Another doctor said that when he went to medical school in Puerto Rico, they had carbon copy electronic health records. Electronic medical records, carbon copy, and full of junk. And people there need to come with their own record because it’s just too difficult for doctors to find whatever is important in the official medical record.

And there’s this one doctor who talks about how, somewhere buried in a record, is the fact that the patient’s condition has changed. But because there’s been so much data copied and pasted, the fact that the patient’s condition had significantly changed might be missed. That piece of information was critical but incredibly hard to see.

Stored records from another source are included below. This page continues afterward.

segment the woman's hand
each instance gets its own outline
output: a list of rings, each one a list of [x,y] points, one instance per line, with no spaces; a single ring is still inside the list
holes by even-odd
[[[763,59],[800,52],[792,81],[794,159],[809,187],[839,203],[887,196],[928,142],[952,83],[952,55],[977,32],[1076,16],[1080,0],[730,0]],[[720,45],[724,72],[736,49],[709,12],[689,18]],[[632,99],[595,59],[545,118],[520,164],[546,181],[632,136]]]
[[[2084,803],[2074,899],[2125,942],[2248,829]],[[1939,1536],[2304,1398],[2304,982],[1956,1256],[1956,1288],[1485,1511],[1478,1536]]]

Beyond cluttered, extraneous data, what are the other drawbacks to the modern EHR?

You don’t actually always want an EHR because sometimes, what you’re looking for is a fresh second opinion. And the way that everything is moving, you won’t be able to get that fresh second opinion because a new doctor will be looking at other doctors’ diagnoses.

So, what value does the EHR have?

There certainly are electronic health records that work for the patient and the doctor, but that’s not what we’re dealing with today. If patients gain the authority to say who gets access to their data, that would be one thing. But under the Health Insurance Portability and Accountability Act, we don’t have that authority.

So the fact that everybody is striving for interoperability between EHR systems, which one person has labeled a $30 billion unicorn, just ignores that the only thing that’s protecting people from having their privacy completely intruded upon—and all of these outside entities being able to use them for all these other purposes to which they have not agreed—is the fact that we don’t have interoperability. Yet.

So, 64 percent of Americans have some record in the Epic system. Which means Epic has all of their data, and some portion of data on a huge percent of the American population. Those patients have no control.

I spoke with one woman whose data was shared from a clinic that she never visited! Most people think HIPAA protects their privacy, but HIPAA does the absolute opposite.

Minnesota has a strong privacy law, and big business wants to get rid of it. As long as there’s a stronger privacy law, that’s what has to be followed, so the permissiveness of HIPAA can’t happen in the state of Minnesota, except in certain instances where the law still doesn’t have consent requirements. But Minnesota law has consent requirements in eight places where HIPAA doesn’t have it, including health care operations.

The purpose of the government EHR is not patient care. And that’s the thing that has to be understood. The doctors who created their own system for patient health records, or worked with a company to create one—their purpose was patient care, so it worked for them. But the purpose of the government EHR is to create a national health data system that’s standardized and that works for the data collection and data-profiling and data analytics purposes that are outside the patient-doctor relationship.

What do you think should be done to reform the EHR?

Congress could get rid of the mandate and the “meaningful use” mandate. That would take all the pressure off of having a bad system, and having a system that’s doing things that don’t work for the patient and the doctor.

The Illinois Pain Institute’s 70 doctors and staff voted unanimously two or three years ago to get rid of their electronic health record system, and they’re back to paper. So that’s the sort of thing that can happen. [Health care organizations face increasingly stiff financial penalties for not using an EHR system.]

Your solution is to just scrap it? Start over?

It doesn’t have to be what it is, and that’s probably one of the biggest things that our organization wants people to know: The price of today doesn’t have to be the price of tomorrow.

We’re working toward that end, because we really want it to be affordable, and it can be affordable. And we want it to be patient-friendly, and it can be patient-friendly. And we want it to be confidential, and that’s what it’s always been in a patient-doctor relationship.

So the patient should trust the doctor and be able to weigh whatever is said, and know it won’t go anywhere. Today, patients can’t do that.